St. Teresa attempts to explain what this union is and what it is the soul feels in this divine union, but has trouble explaining something so ineffable. There are many graces and effects left in the soul that has reached so great a state.
This heavenly water, when it comes, comes in abundance and soaks and saturates the entire garden. “This water from heaven often comes when the gardener is least expecting it.” St. Teresa also points out that this prayer almost always occurs only after a long periods of mental prayer. At the beginning this prayer is brief and passes quickly and may be imperceptible at first. The faculties are suspended but only for a very short time. The intellect, memory and will are united and are all tasting the “divine wine and are inebriated by it”.
While this prayer remains an obscure experience to the soul the soul has a certitude about being joined to God and cannot help but believe in the truth of it.

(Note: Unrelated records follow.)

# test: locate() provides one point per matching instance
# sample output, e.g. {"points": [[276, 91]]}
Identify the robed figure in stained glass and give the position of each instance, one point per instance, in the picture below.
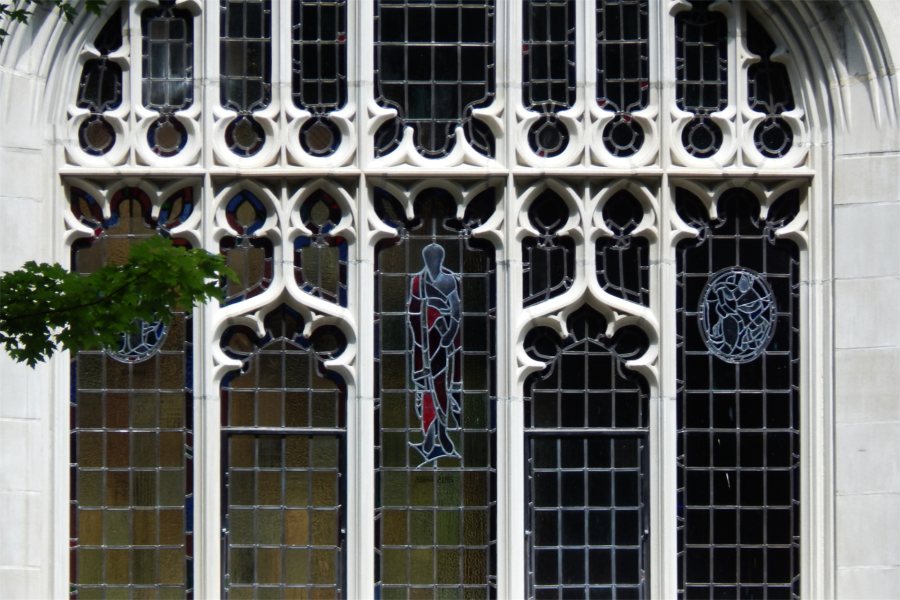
{"points": [[433, 317]]}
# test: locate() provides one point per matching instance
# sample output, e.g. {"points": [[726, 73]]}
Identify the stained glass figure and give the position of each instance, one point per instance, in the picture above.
{"points": [[623, 260], [320, 259], [586, 428], [737, 314], [246, 70], [435, 523], [769, 90], [319, 65], [131, 434], [100, 89], [250, 256], [738, 400], [548, 260], [701, 69], [168, 70], [283, 457], [548, 70], [434, 320], [434, 64], [623, 70]]}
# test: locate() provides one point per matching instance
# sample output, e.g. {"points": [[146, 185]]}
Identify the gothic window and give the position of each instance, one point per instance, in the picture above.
{"points": [[586, 420], [434, 65], [510, 317], [435, 383], [283, 449], [738, 398]]}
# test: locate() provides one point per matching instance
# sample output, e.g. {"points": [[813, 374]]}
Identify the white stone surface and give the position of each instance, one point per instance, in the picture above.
{"points": [[869, 458], [868, 528], [866, 313], [868, 583], [865, 388], [866, 240], [867, 179]]}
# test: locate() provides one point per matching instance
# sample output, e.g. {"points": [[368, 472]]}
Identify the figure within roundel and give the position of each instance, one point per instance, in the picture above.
{"points": [[736, 314]]}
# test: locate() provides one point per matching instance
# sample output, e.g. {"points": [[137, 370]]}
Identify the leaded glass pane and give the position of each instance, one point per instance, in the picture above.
{"points": [[586, 420], [283, 424], [623, 70], [738, 400], [769, 92], [623, 259], [248, 255], [548, 260], [320, 259], [100, 89], [319, 69], [245, 63], [435, 311], [548, 70], [131, 433], [168, 71], [701, 69], [434, 64]]}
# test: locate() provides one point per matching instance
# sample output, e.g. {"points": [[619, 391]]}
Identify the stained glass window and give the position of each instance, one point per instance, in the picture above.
{"points": [[100, 89], [246, 70], [320, 259], [434, 64], [586, 420], [283, 452], [248, 255], [769, 91], [131, 430], [548, 259], [623, 71], [548, 67], [623, 259], [168, 69], [738, 400], [319, 69], [435, 519], [701, 68]]}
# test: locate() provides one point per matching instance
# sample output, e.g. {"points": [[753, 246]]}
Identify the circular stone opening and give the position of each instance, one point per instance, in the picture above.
{"points": [[167, 136], [245, 136], [320, 137], [97, 136]]}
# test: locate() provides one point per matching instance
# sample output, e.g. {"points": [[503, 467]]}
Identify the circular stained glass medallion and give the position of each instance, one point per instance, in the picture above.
{"points": [[141, 343], [736, 314]]}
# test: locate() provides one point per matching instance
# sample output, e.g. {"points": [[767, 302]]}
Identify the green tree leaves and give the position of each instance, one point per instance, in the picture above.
{"points": [[43, 307]]}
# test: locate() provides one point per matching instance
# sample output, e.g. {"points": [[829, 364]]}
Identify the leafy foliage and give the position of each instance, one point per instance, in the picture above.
{"points": [[18, 11], [43, 307]]}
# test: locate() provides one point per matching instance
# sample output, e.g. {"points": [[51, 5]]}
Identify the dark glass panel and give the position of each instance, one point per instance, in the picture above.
{"points": [[548, 70], [769, 91], [132, 443], [587, 490], [623, 260], [435, 403], [701, 69], [434, 64], [548, 260], [320, 259], [738, 455], [168, 58]]}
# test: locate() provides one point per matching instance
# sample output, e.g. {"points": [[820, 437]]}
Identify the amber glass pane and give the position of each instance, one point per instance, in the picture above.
{"points": [[435, 430], [131, 438]]}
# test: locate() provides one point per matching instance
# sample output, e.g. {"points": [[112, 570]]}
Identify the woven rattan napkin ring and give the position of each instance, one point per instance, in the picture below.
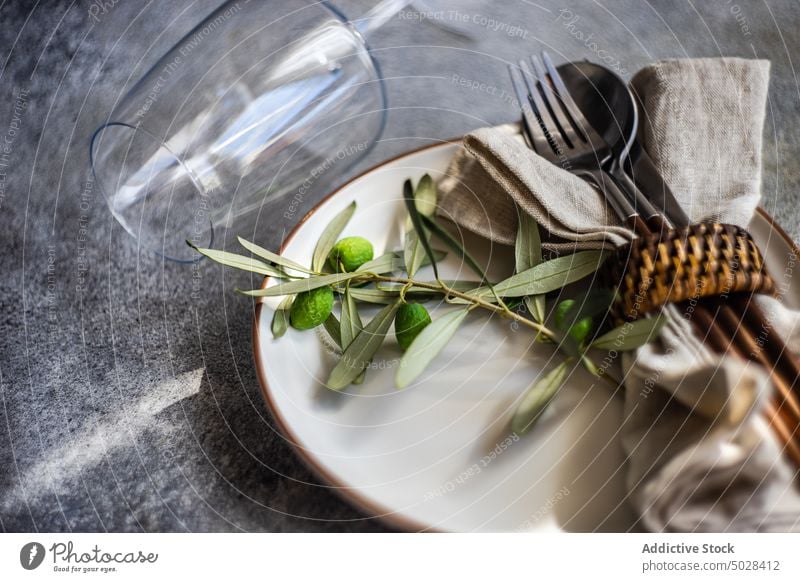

Many fruits are left in the soul that has received this great favor from the Lord. Particularly, the virtue of humility. “The soul sees clearly that it is most unworthy; it sees its misery.” The soul realizes that it did not receive this on its own; it is truly pure gift.
Progress in virtue remains for a long time and the soul begins to be of benefit to others without knowing it or doing anything that is of itself. “The soul understands that it has virtue, and its neighbors see the desirable fruit.”
“If the soil is well cultivated by trials, persecutions, criticism, and illnesses – for few there must be who reach this stage without them- and if it is softened by living in great detachment from self-interest, the water soaks it to the extent that it is almost never dry.”
“But if the soil is still hardened in the earth and has a lots of briers,…and is still not so removed from occasions and if it doesn’t have the gratitude a favor as great as this deserves, the ground will dry up again. And if the gardener becomes careless and the Lord soley out of His goodness does not desire to let the rains come again, the garden can be considered as lost.”
And it is for this reason that St. Teresa often exhorts in her writings that one should ….
Never give up or abandon prayer or the practice of virtue!